Machine Interpreting, a subset of spoken language translation, is undergoing rapid advancements. The recent strides in this domain are particularly evident in the development of robust end-to-end systems. These systems utilize a singular language model to directly translate spoken content from one language to another. As impressive as this technology is, it currently finds its best application only in offline speech translation tasks. When it comes to real-time simultaneous translation, which is my primary area of interest, cascading systems with their multifaceted components and possible configurations remain the gold standard. Despite their inherent complexity and intrinsic limitations, cascading systems present a distinct advantage: they are adept at incorporating the latest innovations in Generative AI. This compatibility paves the way for immediate enhancements in speech translation quality.

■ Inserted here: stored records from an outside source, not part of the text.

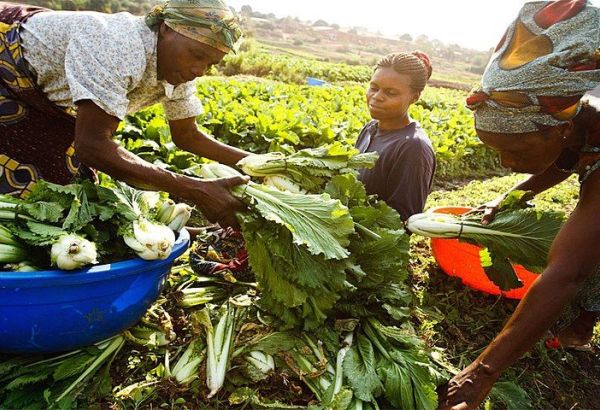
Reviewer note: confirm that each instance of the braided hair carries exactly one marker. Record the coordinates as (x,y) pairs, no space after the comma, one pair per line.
(416,65)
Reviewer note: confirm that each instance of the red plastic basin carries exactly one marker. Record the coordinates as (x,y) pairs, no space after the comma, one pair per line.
(461,259)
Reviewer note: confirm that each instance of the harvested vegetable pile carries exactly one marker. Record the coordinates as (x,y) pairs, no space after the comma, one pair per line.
(307,308)
(73,226)
(518,234)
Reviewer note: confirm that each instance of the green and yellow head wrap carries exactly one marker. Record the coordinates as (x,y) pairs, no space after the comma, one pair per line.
(210,22)
(548,58)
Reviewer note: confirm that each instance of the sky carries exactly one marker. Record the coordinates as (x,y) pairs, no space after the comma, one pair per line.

I recently gave an interview to El País where I argued that one of the biggest challenges of real-world speech translation can be solved, at least to a certain extend, with Large Language Models (LLM) like ChatGPT or LLama2. The challenge I’m addressing is the capacity to translate in a manner that’s informed by the communicative context, necessitating a form of “understanding” of the contingent situation. I employ the term “understanding” in quotes, given its contentious nature and the absence of a universally accepted definition. For our purposes, let’s define understanding as the capability to amass enough knowledge to enable the system to respond coherently and aligned to the communicative context. This encompasses skills like basic co-reference resolution (identifying who is speaking to whom, their gender, status, role), adjusting terminology, register, and style (speaking as an expert versus a layperson), and discerning implied meanings beyond literal statements (inferring subtext, intent, etc), to mention a few. Traditional Neural Machine Translation (NMT) falls short in these areas. Conversely, and notwithstanding their intrinsic limitations, the reasoning and in-context learning prowess of LLMs have showcased remarkable proficiency in these domains. Thus, they could be pivotal in aiding speech translation to transcend its primary constraint: the lack of inherent ties to the communicative context. Needless to say, this paves the way for a more enriched translation experience.
If you’ve extensively interacted with an advanced large language model (comparable to GPT-3.5-turbo, for instance), its potential becomes clear. Dissect a communicative act into its core components. As the act progresses and a participant introduces new information, evaluate the likelihood of specific actions being taken by either party. Probe the model about the speakers’ intentions, predict the potential trajectory of the conversation, and, with sufficient contextual information at hand, you’ll observe the intriguing insights an LLM can glean from such data. This is the basis of what I call situational awareness (different to the “higher” level of awareness as described here).
This capability warrants exploration. At present, my research is geared towards leveraging Large Language Models to:
- Disambiguate meaning through context.
- Comprehend and continuously increase the knowledge about the communicative event.
- Assess the system’s confidence for the gained knowledge.
- Trigger translation decisions based on this understanding of the communication.
This process presents fascinating challenges across various dimensions. From a computer science perspective, the question arises: how deeply can an LLM comprehend a communicative event, and what measures can we take to aid its understanding? On the translation front, once we’ve amassed sufficient contextual data, how can we harness it to enhance machine interpreting strategically?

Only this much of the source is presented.